The United States has broken its record for the highest number of measles cases in the country since the disease was eliminated in 2000.
It comes amid falling childhood vaccination rates and a rise in anti-vaccine sentiment fueled by lingering COVID-era distrust in public health authorities and a strengthening anti-vaccine movement.
Just halfway through the year, at least 1,277 cases have been confirmed across 38 states and the District of Columbia, according to data from the Johns Hopkins University Center for Outbreak Response Innovation.
That’s the most since 1992 and surpasses the previous record of 1,274 cases from all of 2019. Experts say this year’s cases are likely severely undercounted because many are going unreported.
There have been at least 155 hospitalizations and three confirmed deaths from measles this year, including two otherwise healthy but unvaccinated children in Texas. A third death was reported in New Mexico in an unvaccinated adult who tested positive after dying.
Only three measles deaths were reported between 2001 and 2024, according to the Centers for Disease Control and Prevention (CDC).
Measles was officially eliminated in 2000 due to a highly effective vaccination program, meaning there has not been continuous transmission for more than a year at a time. But vaccinations have waned, and that status could be threatened.
According to the CDC, vaccination coverage for measles, mumps and rubella (MMR) among kindergarteners is below the 95 percent target — and is much lower in some communities. And it’s decreasing. During the 2023-24 school year, less than 93 percent of kindergartners received the MMR vaccine.
According to the most recent CDC data, 92 percent of measles cases in 2025 have been in people who were either unvaccinated or whose vaccination status was unknown. The agency’s dashboard is updated every Wednesday, while Johns Hopkins updates every weekday.
The biggest outbreak in the country has been in West Texas, predominantly centered among members of a local Mennonite community. Officials have recorded 790 cases this year statewide, though the true number is likely much higher. While that outbreak has been slowing, it has also spread to bordering states.
There have been at least 27 total outbreaks — defined as three or more related cases — and at least 38 states have reported at least one case this year.

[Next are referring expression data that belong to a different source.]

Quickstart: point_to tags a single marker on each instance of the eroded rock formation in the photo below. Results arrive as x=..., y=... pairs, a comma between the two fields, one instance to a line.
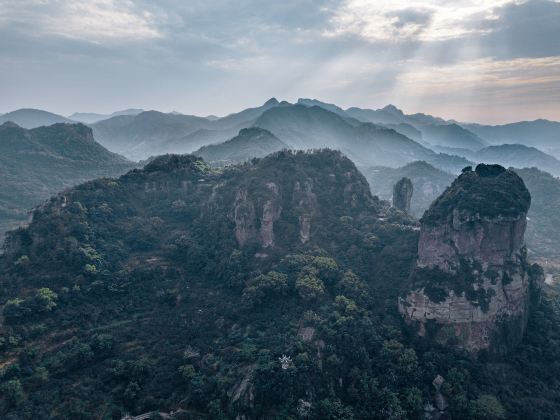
x=402, y=194
x=472, y=285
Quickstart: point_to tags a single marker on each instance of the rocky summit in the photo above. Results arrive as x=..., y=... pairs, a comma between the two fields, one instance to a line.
x=402, y=194
x=472, y=286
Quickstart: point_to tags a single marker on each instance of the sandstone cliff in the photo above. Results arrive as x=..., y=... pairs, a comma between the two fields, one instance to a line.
x=472, y=285
x=402, y=194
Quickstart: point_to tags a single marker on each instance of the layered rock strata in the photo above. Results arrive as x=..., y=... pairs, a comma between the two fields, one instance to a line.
x=472, y=285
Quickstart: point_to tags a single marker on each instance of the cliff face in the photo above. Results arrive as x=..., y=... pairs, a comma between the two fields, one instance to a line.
x=472, y=285
x=402, y=194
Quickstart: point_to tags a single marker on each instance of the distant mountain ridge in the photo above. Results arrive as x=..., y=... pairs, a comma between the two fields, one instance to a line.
x=32, y=118
x=92, y=117
x=250, y=143
x=37, y=163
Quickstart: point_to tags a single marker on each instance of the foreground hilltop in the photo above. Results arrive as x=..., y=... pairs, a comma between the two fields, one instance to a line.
x=472, y=285
x=37, y=163
x=263, y=290
x=179, y=287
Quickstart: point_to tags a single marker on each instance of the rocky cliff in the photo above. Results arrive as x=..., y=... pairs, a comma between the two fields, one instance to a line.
x=402, y=194
x=472, y=285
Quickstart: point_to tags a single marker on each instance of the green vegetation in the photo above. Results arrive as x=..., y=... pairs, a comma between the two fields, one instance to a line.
x=489, y=191
x=132, y=295
x=37, y=163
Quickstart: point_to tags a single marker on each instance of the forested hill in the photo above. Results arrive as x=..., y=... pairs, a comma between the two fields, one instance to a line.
x=264, y=290
x=37, y=163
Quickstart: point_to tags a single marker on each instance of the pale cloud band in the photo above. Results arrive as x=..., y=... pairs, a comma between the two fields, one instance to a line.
x=425, y=55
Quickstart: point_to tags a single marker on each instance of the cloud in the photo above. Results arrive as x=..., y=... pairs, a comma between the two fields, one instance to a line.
x=91, y=20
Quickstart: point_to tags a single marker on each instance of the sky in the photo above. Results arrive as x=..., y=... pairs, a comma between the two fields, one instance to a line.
x=490, y=61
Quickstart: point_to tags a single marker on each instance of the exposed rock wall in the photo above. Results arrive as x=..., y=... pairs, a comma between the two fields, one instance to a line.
x=402, y=194
x=472, y=285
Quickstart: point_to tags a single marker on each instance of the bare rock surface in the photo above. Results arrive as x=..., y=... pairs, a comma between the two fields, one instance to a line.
x=472, y=284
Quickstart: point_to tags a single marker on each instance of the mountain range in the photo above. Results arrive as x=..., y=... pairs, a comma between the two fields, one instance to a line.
x=37, y=163
x=140, y=134
x=92, y=117
x=269, y=289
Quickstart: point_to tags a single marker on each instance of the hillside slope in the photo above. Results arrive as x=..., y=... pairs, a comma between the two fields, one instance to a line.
x=32, y=118
x=37, y=163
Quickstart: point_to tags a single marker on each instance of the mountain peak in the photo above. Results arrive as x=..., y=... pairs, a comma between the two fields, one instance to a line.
x=9, y=124
x=393, y=109
x=271, y=102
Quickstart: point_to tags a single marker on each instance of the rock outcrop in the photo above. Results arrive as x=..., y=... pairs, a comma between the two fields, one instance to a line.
x=472, y=285
x=402, y=194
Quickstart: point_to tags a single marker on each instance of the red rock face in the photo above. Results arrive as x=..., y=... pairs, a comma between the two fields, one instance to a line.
x=479, y=271
x=491, y=242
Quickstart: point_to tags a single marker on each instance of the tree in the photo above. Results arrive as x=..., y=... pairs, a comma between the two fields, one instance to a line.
x=487, y=407
x=264, y=285
x=13, y=391
x=16, y=310
x=45, y=299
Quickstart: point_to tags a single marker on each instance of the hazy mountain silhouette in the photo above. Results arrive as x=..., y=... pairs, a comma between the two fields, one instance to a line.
x=250, y=143
x=32, y=118
x=92, y=117
x=37, y=163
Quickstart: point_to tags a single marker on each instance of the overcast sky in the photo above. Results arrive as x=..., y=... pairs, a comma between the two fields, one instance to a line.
x=491, y=61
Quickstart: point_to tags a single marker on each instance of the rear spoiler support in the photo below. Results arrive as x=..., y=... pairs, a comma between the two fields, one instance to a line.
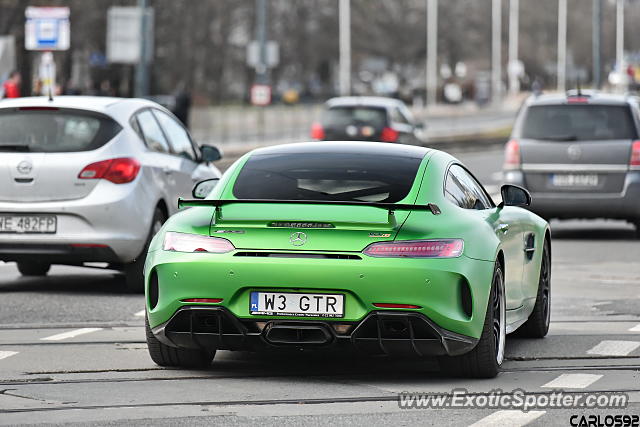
x=391, y=207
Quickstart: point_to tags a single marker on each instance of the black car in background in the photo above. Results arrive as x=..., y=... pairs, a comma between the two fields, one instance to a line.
x=579, y=155
x=367, y=118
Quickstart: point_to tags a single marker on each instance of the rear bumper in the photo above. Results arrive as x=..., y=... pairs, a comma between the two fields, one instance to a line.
x=623, y=205
x=451, y=292
x=388, y=333
x=115, y=216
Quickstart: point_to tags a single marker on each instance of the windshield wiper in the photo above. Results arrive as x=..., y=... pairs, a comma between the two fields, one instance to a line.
x=14, y=147
x=562, y=138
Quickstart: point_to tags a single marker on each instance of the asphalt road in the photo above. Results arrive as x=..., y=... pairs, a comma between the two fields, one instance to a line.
x=72, y=350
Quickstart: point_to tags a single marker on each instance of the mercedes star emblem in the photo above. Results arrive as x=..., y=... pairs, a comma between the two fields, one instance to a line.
x=298, y=238
x=24, y=167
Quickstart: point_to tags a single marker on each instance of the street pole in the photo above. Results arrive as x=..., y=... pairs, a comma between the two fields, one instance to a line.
x=562, y=45
x=432, y=52
x=620, y=44
x=142, y=67
x=514, y=81
x=496, y=54
x=595, y=42
x=262, y=76
x=345, y=47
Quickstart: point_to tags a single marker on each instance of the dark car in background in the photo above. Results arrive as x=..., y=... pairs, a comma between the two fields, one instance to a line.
x=579, y=155
x=367, y=118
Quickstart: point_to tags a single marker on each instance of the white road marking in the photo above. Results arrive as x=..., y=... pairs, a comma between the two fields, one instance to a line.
x=614, y=348
x=508, y=418
x=573, y=381
x=5, y=354
x=70, y=334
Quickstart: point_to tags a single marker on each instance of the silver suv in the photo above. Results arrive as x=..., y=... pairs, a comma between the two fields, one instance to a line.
x=579, y=155
x=88, y=179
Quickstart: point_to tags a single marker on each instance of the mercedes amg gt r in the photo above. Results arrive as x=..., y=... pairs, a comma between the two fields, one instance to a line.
x=382, y=248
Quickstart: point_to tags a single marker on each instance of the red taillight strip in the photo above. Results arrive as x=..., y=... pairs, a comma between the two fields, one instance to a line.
x=393, y=305
x=208, y=300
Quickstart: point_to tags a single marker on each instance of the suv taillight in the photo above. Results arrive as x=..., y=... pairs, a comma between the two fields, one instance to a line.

Many of the nationwide clusters seem to be linked to travel, often with an unvaccinated person catching the virus abroad and then spreading it among unvaccinated community members.

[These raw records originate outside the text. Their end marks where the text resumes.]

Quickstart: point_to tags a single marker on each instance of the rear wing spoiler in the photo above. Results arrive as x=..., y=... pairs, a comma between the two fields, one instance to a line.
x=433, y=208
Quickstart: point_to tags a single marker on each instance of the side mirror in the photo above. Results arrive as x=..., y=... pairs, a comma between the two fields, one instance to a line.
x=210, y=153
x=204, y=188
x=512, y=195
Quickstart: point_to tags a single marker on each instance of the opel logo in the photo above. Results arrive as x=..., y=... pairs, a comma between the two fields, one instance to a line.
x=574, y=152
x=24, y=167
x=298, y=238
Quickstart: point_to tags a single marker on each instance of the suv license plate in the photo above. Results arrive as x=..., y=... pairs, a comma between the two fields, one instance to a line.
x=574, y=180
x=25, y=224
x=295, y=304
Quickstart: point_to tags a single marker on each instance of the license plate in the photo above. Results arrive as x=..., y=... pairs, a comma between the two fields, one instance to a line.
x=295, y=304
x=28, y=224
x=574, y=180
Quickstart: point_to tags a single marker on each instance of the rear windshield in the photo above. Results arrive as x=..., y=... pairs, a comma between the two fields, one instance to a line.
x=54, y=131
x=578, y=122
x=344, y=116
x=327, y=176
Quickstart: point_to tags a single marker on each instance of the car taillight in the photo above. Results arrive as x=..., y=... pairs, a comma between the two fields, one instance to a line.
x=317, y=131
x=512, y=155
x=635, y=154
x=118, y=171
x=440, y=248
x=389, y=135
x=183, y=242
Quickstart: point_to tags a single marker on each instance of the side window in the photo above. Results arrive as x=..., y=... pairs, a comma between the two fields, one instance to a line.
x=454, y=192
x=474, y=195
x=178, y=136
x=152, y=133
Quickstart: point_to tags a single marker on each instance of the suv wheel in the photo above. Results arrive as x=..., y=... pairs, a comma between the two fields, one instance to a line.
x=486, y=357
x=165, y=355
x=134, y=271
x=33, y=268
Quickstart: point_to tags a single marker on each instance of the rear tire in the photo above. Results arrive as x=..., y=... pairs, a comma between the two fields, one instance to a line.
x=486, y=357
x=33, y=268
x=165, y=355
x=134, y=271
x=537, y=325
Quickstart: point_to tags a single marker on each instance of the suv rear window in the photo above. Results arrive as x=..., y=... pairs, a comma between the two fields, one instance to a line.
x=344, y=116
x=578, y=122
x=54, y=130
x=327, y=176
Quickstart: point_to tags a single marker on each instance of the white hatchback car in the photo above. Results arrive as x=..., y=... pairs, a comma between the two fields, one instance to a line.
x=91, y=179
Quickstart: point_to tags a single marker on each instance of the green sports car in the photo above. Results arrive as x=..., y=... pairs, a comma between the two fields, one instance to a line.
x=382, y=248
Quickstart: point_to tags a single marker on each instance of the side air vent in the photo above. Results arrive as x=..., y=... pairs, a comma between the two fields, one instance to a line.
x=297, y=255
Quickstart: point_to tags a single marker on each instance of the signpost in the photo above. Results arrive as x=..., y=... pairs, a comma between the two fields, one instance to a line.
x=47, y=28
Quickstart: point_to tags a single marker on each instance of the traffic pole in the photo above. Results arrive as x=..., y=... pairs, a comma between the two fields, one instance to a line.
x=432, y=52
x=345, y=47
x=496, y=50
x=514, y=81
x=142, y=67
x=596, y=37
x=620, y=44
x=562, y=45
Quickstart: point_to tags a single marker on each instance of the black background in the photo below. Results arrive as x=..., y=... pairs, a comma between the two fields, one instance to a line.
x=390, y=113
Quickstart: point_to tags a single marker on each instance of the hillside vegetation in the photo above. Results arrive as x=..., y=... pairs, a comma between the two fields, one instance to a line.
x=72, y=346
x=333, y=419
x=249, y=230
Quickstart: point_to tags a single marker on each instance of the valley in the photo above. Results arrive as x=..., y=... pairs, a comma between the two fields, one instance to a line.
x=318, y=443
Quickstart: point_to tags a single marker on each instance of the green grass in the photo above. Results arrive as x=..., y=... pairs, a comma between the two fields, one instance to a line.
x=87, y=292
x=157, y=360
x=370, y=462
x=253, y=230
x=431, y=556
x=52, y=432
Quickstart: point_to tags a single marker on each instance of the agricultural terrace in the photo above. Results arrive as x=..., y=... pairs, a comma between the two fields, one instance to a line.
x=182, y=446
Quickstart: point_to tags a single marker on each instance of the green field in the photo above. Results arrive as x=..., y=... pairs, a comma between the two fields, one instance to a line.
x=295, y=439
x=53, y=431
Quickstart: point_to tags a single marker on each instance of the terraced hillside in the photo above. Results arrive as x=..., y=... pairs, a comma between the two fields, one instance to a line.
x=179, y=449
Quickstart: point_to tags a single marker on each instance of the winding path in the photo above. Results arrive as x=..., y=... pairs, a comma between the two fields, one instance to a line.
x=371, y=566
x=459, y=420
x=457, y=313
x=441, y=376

A CDC official told a group of vaccine advisers in April that more than 90 percent of the cases are “driven by transmission in close-knit, undervaccinated communities.”
The 2019 outbreak was driven largely by spread among undervaccinated Orthodox Jewish communities in New York City and Rockland County that had long been targets of the anti-vaccine movement.
Measles is one of the most contagious diseases known to humans. Just one infected patient can spread measles to up to 9 out of 10 susceptible close contacts, according to the CDC.